Use soft water to boil white peas, and let the peas be whole; but pump water will make green peas-soup of a better colour.

A good tureen of peas-soup may be made from the liquor of pork, mutton, or beef.

The lean of hams or gammon of bacon should be used when Stock is made; but if the former, first give it a boil in water, before you put it in, else it will turn the soup red.

The sediment of gravies, &c. that have stood to be cold, should never be used.

A clear jelly of cow-heels makes a great improvement to gravies and soups.

A lump of clarified butter, thoroughly mixed with flour and boiled with the soup will give it a richness and a greater consistency, if required.—A little tarragon added, just before it is served up, will give it an agreeable flavour.

All soups should be sent to table quite hot.

Cullis, or brown gravy, is made with lean veal and ham or gammon, and sweet herbs, &c.

Bechamel, or white sauce, is made in the same way, but is not browned; it must be improved by the addition of equal quantities of good broth and thick cream simmered with it half an hour, before it is strained off.

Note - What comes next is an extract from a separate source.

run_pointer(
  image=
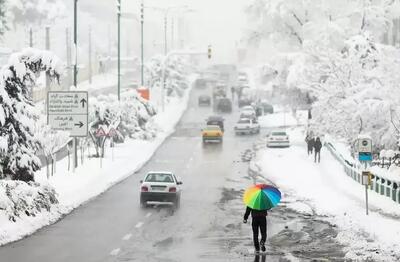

The articles used in thickening, seasoning, and flavouring broths and soups, are chiefly bread, flour, oatmeal, peas, rice, Scotch and pearl-barley, isinglass, maccaroni, turnips, beet, carrots, mushrooms, garlick, onions, shallots, cress, parsley, thyme, sage, mint, and other sweet and savoury herbs; also allspice, cinnamon, cloves, mace, nutmeg, ginger, pepper, lemon-juice, essence of anchovies, &c. these combined with wine and mushroom catsup, form an endless variety for flavouring and seasoning broths and soups.